Governor Phil Murphy won yesterday’s Democratic Gubernatorial primary election. Though unopposed, his win in the Democratic primary is an important step toward reelection for the pro-public education governor. Since taking office nearly four years ago, Gov. Murphy has kept his policy promises and constantly worked with educators to restore respect to the profession that his predecessor worked tirelessly to erode.

Republican and former Assemblyman Jack Ciattarelli won the Republic Primary and will challenge Gov. Murphy during this November’s general election. Ciattarelli refused to meet with the NJEA Political Action Committee (PAC) during the primary campaign, essentially forgoing the chance of endorsement.

NJEA members stepped up in a big way during this primary election. Volunteers hosted meetings around the state and made more than 1000 phone calls to teachers and all public-school employees to remind their fellow members just how consequential Gov. Murphy’s first term has been for educators. In targeted races around the state, NJEA member-volunteers made phone calls, sent text messages, and knocked on doors to ensure NJEA-endorsed candidates won their respective races.

The efforts of those dedicated members paid off; NJEA-endorsed candidates saw big successes across the state during Tuesday’s primary election.

In LD 16, Assemblyman and NJEA-endorsed candidate Andrew Zwicker won the Democratic nomination to run for State Senate.

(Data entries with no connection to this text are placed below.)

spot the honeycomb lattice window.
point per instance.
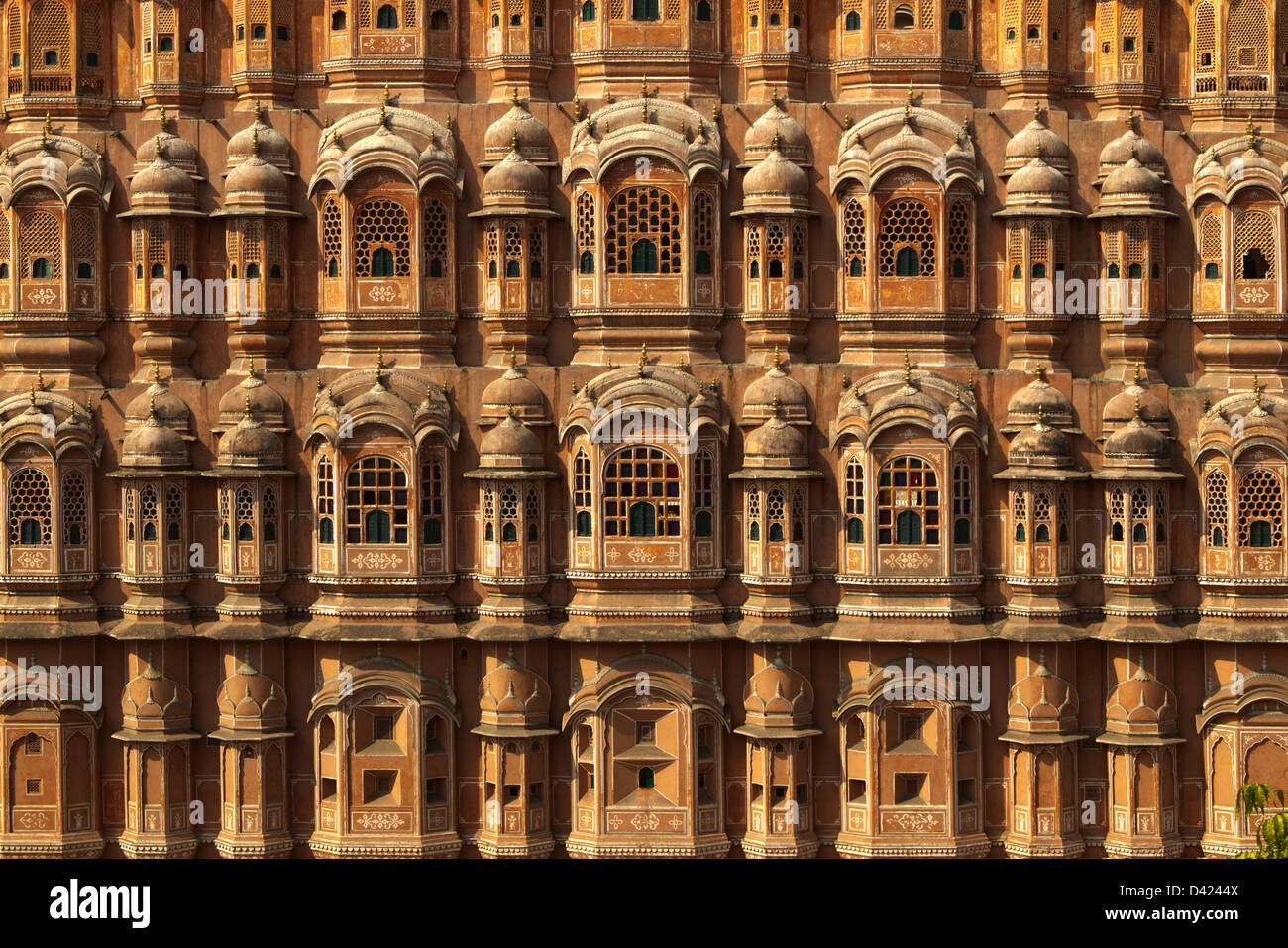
(333, 236)
(75, 509)
(642, 493)
(432, 501)
(30, 517)
(375, 501)
(1247, 39)
(50, 33)
(909, 502)
(703, 230)
(381, 224)
(437, 240)
(958, 239)
(907, 223)
(1117, 513)
(40, 237)
(643, 213)
(1261, 509)
(703, 493)
(1205, 39)
(1253, 237)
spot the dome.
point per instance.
(776, 124)
(162, 181)
(776, 176)
(511, 445)
(1035, 141)
(153, 702)
(774, 388)
(778, 695)
(154, 445)
(250, 700)
(254, 178)
(1042, 700)
(776, 443)
(1140, 706)
(1037, 180)
(513, 695)
(1137, 441)
(1039, 446)
(515, 180)
(514, 393)
(516, 130)
(250, 445)
(1038, 398)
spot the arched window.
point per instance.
(375, 501)
(381, 263)
(642, 472)
(432, 501)
(703, 493)
(1261, 509)
(30, 520)
(909, 485)
(854, 501)
(644, 257)
(326, 501)
(1216, 489)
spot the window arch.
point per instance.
(1216, 506)
(1261, 509)
(381, 224)
(643, 213)
(642, 493)
(325, 494)
(854, 511)
(30, 515)
(375, 501)
(909, 484)
(581, 494)
(907, 224)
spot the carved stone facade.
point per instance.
(545, 428)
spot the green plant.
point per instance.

NJEA-endorsed candidate Assemblyman Roy Freiman won his bid to run for reelection.

In LD 20, Senator and NJEA-endorsed candidate Joe Cryan won the Democratic primary election to run for State Senate. Assembly candidates Assemblywoman Quijano and Rev. Atkins, both having earned NJEA’s endorsement during the primary, won their respective Democratic primaries and will move to the general election.

In LD 26, Assemblywoman and NJEA-endorsed candidate, Betty Lou DeCroce, lost her bid in the primary to be the Republican candidate in the general election.

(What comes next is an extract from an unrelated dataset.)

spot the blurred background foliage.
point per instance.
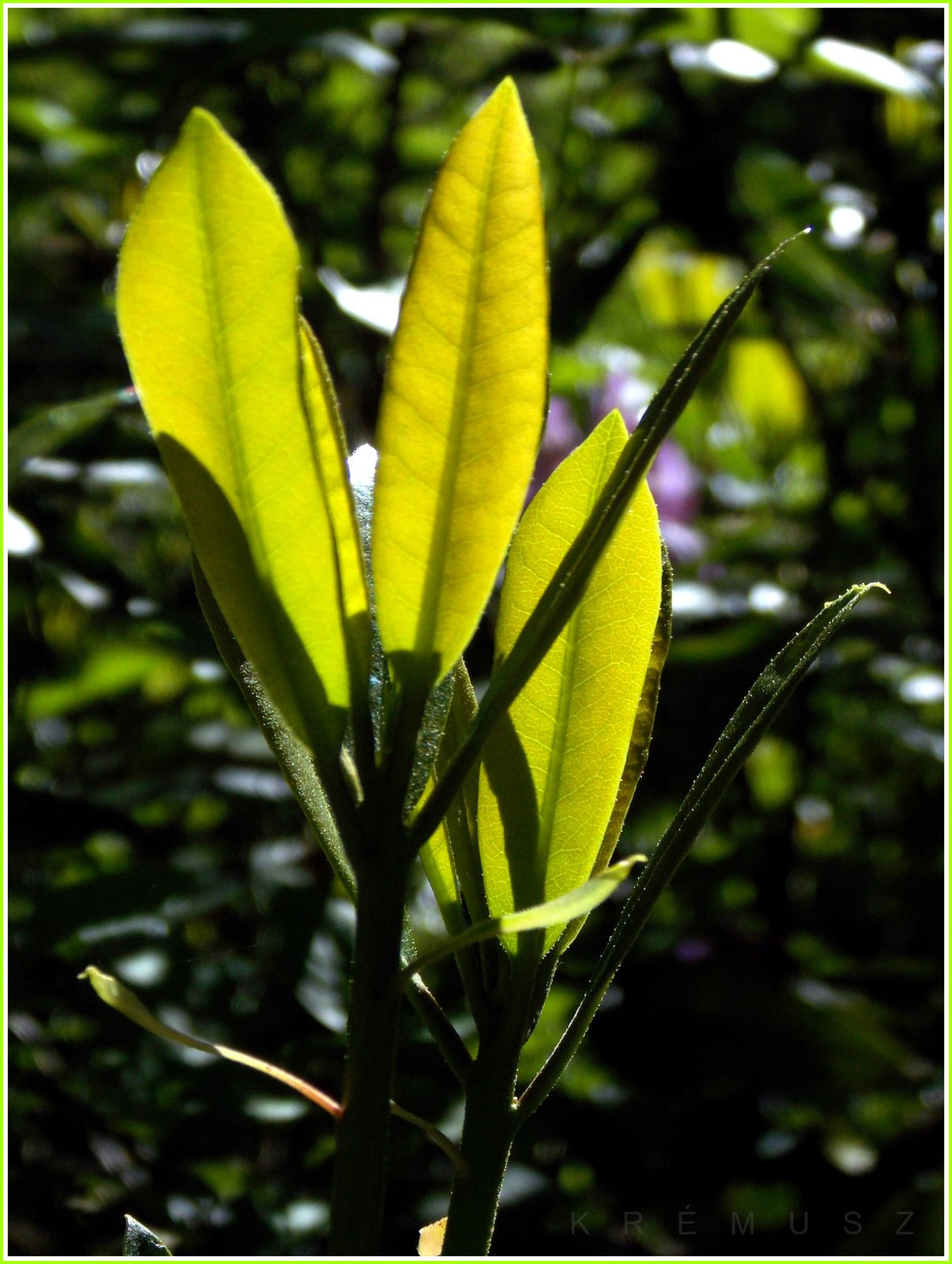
(774, 1046)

All candidates worked hard to earn the endorsement of educators; each of the endorsed candidates expressed their deep understanding of the vital role that educators play in a community. Each endorsed candidate demonstrated his or her commitment to work with educators to solve the most challenging problems facing public education today.

NJEA PAC Operating Committee, the committee that makes NJEA endorsements, will meet again in early August to review the screening of candidates and make official endorsements for this Fall’s general election.